Reproducibility: Yes

Additional Feedback: [After author feedback] The feedback addresses some of my concerns. Hence, I keep my score.


Review 2

Summary and Contributions: This work analyzes the convergence behaviors of SGD and Adam through their Levy-driven stochastic differential equations. The theoretical results show that escaping time from a basin for SGD is smaller than that of Adam. Moreover, comparing to Adam, SGD is more like to finally converge to a flat or asymmetric basin that often have better generalization performance.

Strengths: This work can help us to theoretically better understand why SGD generalizes better than Adam in deep learning.

Weaknesses: 1). Commonly, the optimization algorithm “SGD” in deep learning is SGD with momentum rather than the standard SGD. This work does not discuss SGD with momentum. Compared to the SDE of the standard SGD, the SDE of SGD with momentum is more like that of Adam. Hence, there is a question whether the proposed theory can still interpret that SGD with momentum can generalize better than Adam. 2). One of the contributions is substituting the Gaussian distribution assumption for gradient noise in SGD and Adam with the alpha-stable distribution, but this work does not state how to get the key tail index \alpha. From Figure 1, we can conclude that alpha in practice is usually smaller than 1. This will bring a new problem. According to Theorem 1, the first escaping time \Gamma negatively depends on the learning rate \eta. It means a larger learning rate is beneficial to escaping from a basin. However, in practice it is common that a smaller learning rate is more helpful to escape from a basin. Hence, this theory is somewhat inconsistent with the phenomenon in practice.

Correctness: The theory seems to be inconsistent with the phenomenon in practice.

Clarity: Yes

Relation to Prior Work: Yes

Reproducibility: Yes

Additional Feedback: The responses partly address my concerns, so I raise my score. But the theoretical analysis of SGD-M is still not sufficient, I would like to see more clear justifications for SGD-M in the updated revision.


Review 3

Summary and Contributions: This paper studies the escaping behavior of SGD and Adam through Levy driven SDEs. The theoretical results show that the time for escaping local basic depends on the Radon measure of basin and the heaviness of the gradient noise. This also suggests that Adam has a larger escaping time due to its adaptation. Experiments are also provided to justify their results.

Strengths: The noise assumption considered in this paper is more realistic than gaussian noise assumption made by several previous work. The results suggest a new measurement of “flat” minima, Radon measure of the local basin, which gives another interesting characterization of “flat/sharp” minima.

Weaknesses: The analysis for dynamics of Adam is simplified by Assumption 2. While the intuitive explanation is provided, the results can be strengthened if this can be proved rigorously.

Correctness: The claims and method seem to be reasonable.

Clarity: The paper is well-written and easy to follow.

Relation to Prior Work: The authors discussed related works, and explained several differences between prior works and current paper.

Reproducibility: Yes

Additional Feedback: We know that for over-parameterized neural network, its local minima usually only have an ill-conditioned or even degenerate Hessian.

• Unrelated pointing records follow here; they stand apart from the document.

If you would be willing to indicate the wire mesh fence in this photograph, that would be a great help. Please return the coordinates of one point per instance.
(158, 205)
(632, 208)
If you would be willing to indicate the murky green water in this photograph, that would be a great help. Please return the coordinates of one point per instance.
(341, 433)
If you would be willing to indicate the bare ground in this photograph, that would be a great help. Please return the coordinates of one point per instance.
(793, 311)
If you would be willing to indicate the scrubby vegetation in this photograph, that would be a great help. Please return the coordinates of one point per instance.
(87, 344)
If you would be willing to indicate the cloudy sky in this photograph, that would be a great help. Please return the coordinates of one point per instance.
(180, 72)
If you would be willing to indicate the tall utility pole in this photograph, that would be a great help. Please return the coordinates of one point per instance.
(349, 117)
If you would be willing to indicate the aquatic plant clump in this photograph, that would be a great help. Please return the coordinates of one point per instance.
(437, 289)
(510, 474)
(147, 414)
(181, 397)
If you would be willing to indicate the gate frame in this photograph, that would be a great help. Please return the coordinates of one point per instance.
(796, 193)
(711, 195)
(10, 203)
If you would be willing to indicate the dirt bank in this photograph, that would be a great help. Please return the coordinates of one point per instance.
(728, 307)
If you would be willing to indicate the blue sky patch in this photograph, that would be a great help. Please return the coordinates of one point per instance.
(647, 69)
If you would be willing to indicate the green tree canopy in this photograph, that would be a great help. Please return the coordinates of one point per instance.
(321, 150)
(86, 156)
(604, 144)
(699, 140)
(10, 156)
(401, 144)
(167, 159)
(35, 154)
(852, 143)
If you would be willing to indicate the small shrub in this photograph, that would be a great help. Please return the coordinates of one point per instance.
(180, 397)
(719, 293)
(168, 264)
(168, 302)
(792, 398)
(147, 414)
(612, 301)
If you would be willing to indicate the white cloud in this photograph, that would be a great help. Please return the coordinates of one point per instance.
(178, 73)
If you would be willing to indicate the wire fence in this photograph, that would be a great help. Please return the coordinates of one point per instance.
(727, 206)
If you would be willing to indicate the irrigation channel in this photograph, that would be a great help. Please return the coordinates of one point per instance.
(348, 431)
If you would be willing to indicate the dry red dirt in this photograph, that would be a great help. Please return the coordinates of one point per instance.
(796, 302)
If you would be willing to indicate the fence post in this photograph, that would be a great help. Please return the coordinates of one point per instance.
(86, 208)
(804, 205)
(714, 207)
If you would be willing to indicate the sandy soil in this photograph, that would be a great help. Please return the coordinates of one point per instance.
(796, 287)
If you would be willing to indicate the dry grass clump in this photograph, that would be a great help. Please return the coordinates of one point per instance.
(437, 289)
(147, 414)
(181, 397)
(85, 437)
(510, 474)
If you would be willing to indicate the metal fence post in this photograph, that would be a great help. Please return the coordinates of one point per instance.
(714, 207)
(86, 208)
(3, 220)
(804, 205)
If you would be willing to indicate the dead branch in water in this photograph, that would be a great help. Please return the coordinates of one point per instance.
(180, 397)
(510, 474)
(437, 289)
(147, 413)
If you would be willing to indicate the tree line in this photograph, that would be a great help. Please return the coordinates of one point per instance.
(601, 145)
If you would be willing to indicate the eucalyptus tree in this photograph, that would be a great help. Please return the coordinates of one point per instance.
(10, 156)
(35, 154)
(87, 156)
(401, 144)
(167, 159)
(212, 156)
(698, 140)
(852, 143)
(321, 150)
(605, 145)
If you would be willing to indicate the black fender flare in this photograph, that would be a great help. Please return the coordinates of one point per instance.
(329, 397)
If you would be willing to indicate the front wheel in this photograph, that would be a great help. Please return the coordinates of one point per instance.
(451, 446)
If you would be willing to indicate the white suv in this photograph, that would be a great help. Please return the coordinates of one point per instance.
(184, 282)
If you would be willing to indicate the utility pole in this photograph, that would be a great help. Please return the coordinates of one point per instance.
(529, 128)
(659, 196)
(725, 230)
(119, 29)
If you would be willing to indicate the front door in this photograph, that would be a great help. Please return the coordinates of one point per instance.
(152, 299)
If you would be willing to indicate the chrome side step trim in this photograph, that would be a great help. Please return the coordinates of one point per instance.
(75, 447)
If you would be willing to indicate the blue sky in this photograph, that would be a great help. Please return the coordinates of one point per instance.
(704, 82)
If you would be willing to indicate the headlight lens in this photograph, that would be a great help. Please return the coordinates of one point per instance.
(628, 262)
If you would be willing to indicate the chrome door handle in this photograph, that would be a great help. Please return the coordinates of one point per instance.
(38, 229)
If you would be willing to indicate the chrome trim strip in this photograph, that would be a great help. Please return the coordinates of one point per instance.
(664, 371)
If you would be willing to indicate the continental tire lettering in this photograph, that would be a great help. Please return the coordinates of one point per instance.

So, I wonder if results would still hold in these situations, such as the non-strongly convex case, i.e., \mu = 0 if Assumption 1. For the right figure of Figure 2(a) and 2(b), I wonder why the loss between two points is decreasing and then increasing. If there is a barrier between these two points, it seems should be first increasing and then decreasing? ============================================================= After rebuttal: Authors feedback addressed my questions.